Elli nahm das Handy vom Ohr. »Ich rufe später zurück.« Was er noch sagte, hörte sie nicht mehr. Sie legte auf und das Handy landete auf dem Tresen.

Geradewegs eilte sie nach draußen. Die zehn Grad Außentemperatur pressten sich kalt auf ihre Arme, doch Brookes Wohlergehen war ihr wichtiger als eine Jacke.

»… schon was vor?«, hörte sie einen der Jugendlichen Brooke fragen. Sie kannte ihn vom Sehen. Die gleiche braunhaarige Gelfrisur wie sein ekelhaft überheblicher Vater, größter Immobilienmogul in Washington County und damit auch Woodbury.

Ellis Tochter schüttelte den Kopf, eine Hand am Ellbogen des anderen Arms, als müsste sie sich dort festhalten.

Der Barrow-Junge, offensichtlich Anführer seiner Crew, beugte sich vor und flüsterte ihr etwas ins Ohr. Dann zog er seinen Helm wieder über und schwang sich auf sein Motorrad.

»Nimmst du mich mit?«, fragte Brooke. Ihre Stimme trug nur leise bis zu Elli.

»Sorry Babe, sind beschäftigt. Wir sehen uns.« Er legte zwei Finger an das Visier und die drei düsten davon.

Elli war heilfroh, dass sie zügig hinter der nächsten Ecke verschwanden.

Brookes Blick hingegen verfinsterte sich, als sie Elli entdeckte. »Na los, sag schon, was du sagen willst.«

»Jetzt fauch mich nicht an.
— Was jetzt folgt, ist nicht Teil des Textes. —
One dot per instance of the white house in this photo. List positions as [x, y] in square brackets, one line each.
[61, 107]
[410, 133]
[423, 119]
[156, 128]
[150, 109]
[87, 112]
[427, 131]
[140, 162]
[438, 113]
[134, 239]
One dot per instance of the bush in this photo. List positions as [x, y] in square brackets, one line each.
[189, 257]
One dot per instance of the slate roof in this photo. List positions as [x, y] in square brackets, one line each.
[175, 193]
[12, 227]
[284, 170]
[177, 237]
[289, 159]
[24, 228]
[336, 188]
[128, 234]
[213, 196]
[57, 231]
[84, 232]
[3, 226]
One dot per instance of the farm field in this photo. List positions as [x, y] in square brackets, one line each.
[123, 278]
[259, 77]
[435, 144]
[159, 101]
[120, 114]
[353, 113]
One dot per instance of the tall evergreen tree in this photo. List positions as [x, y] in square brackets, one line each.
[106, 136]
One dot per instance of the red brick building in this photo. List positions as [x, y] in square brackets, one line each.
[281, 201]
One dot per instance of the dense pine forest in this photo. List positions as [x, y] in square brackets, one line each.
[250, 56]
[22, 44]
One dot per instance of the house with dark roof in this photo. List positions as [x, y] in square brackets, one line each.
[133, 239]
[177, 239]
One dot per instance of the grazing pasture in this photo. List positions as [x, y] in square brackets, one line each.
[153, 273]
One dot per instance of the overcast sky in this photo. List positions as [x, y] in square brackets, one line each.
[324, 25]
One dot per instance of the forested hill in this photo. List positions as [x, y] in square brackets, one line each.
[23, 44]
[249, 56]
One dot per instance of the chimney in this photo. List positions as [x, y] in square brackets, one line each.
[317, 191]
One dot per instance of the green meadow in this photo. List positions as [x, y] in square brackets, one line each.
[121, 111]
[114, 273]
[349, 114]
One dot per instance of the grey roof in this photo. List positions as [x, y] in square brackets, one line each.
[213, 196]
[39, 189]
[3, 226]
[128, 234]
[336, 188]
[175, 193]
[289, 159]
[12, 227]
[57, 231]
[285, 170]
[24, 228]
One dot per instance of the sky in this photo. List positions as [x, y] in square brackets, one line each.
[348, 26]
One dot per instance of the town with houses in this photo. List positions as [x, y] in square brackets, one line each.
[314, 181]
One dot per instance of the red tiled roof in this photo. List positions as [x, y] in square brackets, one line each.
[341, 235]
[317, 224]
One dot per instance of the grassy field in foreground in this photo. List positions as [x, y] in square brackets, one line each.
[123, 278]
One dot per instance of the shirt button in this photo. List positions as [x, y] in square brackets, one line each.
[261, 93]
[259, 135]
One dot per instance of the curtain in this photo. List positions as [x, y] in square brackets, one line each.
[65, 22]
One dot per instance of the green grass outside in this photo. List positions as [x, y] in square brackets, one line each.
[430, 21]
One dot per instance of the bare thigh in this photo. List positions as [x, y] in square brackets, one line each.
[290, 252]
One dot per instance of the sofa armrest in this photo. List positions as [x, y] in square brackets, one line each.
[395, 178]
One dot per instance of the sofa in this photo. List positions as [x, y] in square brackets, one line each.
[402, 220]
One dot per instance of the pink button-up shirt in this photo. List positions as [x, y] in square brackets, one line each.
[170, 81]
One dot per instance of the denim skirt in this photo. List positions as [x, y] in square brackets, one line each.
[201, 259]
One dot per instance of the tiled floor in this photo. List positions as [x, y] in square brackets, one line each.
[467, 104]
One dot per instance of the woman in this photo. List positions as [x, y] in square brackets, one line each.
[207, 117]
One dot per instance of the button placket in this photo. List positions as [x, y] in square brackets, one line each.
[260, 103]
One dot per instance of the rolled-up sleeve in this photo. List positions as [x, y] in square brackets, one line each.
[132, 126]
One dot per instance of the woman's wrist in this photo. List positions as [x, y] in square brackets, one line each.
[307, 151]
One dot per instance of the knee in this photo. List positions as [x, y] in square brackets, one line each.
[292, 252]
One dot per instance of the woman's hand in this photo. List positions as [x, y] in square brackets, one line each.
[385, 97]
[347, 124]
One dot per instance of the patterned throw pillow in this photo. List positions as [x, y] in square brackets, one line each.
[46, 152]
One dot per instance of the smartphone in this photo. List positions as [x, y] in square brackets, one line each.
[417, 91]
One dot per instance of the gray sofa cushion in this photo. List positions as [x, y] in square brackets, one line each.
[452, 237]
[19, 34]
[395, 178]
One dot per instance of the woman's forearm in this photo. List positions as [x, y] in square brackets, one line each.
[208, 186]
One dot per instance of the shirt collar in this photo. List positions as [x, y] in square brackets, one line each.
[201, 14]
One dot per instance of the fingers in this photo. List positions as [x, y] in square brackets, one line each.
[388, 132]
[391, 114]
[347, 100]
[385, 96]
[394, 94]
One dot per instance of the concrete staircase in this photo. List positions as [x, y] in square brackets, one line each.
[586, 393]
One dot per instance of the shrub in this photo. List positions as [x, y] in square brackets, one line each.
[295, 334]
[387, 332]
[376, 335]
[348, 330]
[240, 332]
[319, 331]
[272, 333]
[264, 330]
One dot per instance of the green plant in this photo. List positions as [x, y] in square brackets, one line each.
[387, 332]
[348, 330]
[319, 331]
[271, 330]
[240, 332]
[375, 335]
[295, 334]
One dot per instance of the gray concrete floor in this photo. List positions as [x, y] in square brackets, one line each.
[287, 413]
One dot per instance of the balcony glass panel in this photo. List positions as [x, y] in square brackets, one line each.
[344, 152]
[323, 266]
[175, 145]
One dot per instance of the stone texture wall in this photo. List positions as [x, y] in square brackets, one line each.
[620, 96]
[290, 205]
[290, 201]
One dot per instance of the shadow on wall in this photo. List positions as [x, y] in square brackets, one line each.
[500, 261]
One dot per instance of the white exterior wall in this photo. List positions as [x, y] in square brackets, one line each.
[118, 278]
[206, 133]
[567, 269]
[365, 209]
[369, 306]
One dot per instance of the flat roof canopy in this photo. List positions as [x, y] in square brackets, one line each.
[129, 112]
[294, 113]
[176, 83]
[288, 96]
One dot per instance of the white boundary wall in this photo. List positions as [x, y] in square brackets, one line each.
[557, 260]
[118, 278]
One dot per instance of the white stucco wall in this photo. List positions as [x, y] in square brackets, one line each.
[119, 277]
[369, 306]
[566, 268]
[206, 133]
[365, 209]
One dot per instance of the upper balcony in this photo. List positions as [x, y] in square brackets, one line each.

Ich will nur wissen, wer das war.«

Brooke schob die Hände in die Jeanstaschen. »Das sind Kumpels von mir. Wir kennen uns aus der Schule.«

»Du meinst diese Typen, die wie Machos aussehen und sich auch so benehmen?«

Dafür erntete sie prompt ein bitterböses Funkeln aus den blauen Augen ihrer Tochter. Brooke kam näher und zeigte mit dem Zeigefinger auf sie. »Mom, nicht jeder ist wie Dad.«

Und schon entbrannte der nächste Streit zwischen ihnen. Wieso schaffte ihre Tochter es zielsicher, auf Ellis wunde Punkte zu drücken? Sie schluckte ihre aufkeimenden Gefühle hinunter und sah Brooke ernst an. »Das hat mit eurem Dad nichts zu tun. Häng einfach nicht mit denen rum. Das riecht nach Ärger.«

»Mom, ich bin alt genug und kann selbst entscheiden.«

Elli sah das anders. Die gesammelte Familie Barrow zog Ärger an, als wäre sie damit verheiratet. »Nimm dich in Acht. Wenn er nur ein wenig nach seinem Vater kommt, ist dieser Barrow-Junge kein guter Umgang für dich.«

»Mom, Damian ist nicht wie sein Alter! Er ist … viel cooler.«

Elli zwang sich zu einer ruhigen Reaktion, obwohl sie kurz vorm Platzen war. »Wenn du meinst. Pass bitte trotzdem auf, ja?«

Brooke antwortete nicht, sondern marschierte ins Geschäft hinein.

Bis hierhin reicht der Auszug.